Personal Finance Tips For Young People
We understand that personal finance may not be too much of a concern right now as you want to spend every dollar you may have in your pocket. But trust us, this information is valuable and we hope that you take it seriously to ensure that your personal financial future is healthy.
Learn self- control. This is a tough one when you are young and don’t have major expenses, like a home mortgage, to be concerned with. But we encourage you that the sooner you learn the art of delaying immediate gratification, the sooner you will learn how to keep your finances in order. Remember, cash is always better than using a credit card. If and when you use a credit card, it is advised to always pay off the full balance as soon as the bill comes due.
Start an emergency fund by paying yourself first. No matter how low your salary may seem at the moment or how huge your student loans are, it is important to get into the habit of putting a portion of your income into an emergency fund each and every month. These monies should be put into a saving account that will offer the highest interest rates (such as a money market account or a certificate of deposit).
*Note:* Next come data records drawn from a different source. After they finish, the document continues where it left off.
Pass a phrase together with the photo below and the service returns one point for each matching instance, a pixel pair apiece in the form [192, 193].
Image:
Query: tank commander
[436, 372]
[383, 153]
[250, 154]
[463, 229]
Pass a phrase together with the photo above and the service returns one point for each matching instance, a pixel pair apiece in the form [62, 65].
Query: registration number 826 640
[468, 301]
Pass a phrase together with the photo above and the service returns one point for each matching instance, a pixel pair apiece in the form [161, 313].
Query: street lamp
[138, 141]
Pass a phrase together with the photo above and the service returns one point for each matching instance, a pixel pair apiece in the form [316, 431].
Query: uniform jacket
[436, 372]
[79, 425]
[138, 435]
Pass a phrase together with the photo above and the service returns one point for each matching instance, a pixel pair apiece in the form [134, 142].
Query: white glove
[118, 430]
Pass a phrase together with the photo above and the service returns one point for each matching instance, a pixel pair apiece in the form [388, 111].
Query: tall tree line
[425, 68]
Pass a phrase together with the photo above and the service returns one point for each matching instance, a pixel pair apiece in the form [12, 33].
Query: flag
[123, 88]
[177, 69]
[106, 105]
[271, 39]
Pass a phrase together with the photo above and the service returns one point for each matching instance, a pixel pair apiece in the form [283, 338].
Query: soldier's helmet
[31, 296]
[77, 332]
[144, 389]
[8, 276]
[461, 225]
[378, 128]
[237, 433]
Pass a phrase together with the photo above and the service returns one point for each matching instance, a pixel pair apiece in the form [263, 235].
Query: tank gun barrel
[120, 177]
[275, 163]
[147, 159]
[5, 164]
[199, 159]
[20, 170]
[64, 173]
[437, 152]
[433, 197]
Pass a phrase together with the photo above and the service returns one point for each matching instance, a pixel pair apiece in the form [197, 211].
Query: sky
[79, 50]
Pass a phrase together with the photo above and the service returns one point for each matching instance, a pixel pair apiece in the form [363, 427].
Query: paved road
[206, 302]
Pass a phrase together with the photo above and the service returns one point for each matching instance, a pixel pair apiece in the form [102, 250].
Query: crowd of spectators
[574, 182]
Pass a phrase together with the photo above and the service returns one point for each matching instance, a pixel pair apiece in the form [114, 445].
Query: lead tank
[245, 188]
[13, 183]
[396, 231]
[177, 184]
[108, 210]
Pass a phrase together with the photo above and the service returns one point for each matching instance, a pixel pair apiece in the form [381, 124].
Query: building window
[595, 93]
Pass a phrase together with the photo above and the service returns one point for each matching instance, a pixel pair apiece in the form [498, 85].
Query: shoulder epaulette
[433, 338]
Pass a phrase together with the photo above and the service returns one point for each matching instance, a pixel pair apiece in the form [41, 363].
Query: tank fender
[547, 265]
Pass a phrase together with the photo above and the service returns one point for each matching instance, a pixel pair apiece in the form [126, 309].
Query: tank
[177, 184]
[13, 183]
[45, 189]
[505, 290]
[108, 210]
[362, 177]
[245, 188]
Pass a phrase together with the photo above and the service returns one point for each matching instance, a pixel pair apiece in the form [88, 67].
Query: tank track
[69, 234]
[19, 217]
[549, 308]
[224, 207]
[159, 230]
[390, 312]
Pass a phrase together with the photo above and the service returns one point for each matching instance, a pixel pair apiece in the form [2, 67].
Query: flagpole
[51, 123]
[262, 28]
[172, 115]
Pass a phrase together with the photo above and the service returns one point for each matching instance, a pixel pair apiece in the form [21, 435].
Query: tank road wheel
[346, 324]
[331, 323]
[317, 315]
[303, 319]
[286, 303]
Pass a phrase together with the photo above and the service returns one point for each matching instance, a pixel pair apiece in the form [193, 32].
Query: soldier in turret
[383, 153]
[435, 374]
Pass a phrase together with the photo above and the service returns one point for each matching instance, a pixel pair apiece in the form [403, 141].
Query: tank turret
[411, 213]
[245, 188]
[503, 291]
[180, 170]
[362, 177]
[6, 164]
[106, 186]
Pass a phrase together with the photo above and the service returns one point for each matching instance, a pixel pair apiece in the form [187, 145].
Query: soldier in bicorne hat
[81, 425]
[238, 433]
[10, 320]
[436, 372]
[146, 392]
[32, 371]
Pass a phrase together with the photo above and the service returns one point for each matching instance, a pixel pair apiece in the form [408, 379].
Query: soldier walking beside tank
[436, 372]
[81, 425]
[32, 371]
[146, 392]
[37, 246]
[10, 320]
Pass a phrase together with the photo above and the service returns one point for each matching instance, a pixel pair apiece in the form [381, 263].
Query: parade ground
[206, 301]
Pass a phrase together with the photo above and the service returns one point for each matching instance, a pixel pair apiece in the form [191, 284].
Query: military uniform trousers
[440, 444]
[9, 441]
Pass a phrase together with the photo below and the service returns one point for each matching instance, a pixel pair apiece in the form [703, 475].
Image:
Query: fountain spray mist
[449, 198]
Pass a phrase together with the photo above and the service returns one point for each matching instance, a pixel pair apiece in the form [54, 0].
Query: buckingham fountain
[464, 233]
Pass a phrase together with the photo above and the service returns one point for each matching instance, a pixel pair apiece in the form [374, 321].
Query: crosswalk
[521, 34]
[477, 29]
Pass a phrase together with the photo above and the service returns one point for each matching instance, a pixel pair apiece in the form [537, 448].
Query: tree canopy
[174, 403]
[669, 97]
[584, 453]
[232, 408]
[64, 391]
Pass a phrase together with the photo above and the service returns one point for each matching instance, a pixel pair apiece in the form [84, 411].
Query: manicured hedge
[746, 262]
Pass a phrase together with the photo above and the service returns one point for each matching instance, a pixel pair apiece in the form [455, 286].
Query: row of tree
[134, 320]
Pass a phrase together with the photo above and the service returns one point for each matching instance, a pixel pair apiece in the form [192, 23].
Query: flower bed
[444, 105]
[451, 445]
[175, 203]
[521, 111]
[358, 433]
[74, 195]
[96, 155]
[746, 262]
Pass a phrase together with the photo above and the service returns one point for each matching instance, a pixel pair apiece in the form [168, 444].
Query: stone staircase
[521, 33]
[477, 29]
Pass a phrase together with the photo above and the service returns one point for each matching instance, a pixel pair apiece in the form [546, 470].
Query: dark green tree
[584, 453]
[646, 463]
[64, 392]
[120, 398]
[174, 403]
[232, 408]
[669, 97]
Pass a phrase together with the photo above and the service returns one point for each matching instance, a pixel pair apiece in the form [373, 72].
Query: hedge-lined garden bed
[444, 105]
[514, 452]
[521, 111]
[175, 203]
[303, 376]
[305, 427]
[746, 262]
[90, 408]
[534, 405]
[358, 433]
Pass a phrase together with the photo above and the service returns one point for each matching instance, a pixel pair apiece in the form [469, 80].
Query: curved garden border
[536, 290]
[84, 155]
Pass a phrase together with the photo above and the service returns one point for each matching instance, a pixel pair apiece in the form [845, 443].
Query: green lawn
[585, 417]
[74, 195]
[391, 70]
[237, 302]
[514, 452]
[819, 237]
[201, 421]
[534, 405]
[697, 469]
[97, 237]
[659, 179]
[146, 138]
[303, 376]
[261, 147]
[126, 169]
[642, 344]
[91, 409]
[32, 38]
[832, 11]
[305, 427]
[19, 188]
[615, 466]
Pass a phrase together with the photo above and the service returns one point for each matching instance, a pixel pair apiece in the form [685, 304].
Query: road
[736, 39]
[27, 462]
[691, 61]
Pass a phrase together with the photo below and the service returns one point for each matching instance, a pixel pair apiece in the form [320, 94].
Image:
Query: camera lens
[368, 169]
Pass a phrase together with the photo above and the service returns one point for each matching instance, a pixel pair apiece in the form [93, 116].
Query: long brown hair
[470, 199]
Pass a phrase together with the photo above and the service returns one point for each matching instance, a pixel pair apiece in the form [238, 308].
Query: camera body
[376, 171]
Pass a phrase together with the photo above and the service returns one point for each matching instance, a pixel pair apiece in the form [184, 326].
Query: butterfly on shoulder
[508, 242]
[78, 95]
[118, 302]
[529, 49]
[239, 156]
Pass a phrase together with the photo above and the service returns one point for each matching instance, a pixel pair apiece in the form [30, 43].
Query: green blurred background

Start saving for retirement now because the sooner you plan for retirement, the less principal you will have to lay out and the sooner you can say that working is an option rather than a necessity. Company sponsored retirement plans, such as 401(k) s, are an excellent choice. For instance, if you save $200 a month (beginning at age 25) with a 7% annual interest rate, then by the time you turn 65; you will have more than $500,000. If you begin this same savings, at age 35, then you will have half saved.
Safeguard your wealth by taking steps to protect your investments. For instance, if you rent an apartment, it is strongly advised to get insurance to protect the contents of your personal property from fire or theft. Disability insurance is another great investment because if you become unable to work due to an injury or illness, it will provide you with a steady flow of income. In addition, it is easy to safeguard your money from the tax man by using retirement accounts, investing in CDs, money markets, bond, stocks and mutual funds.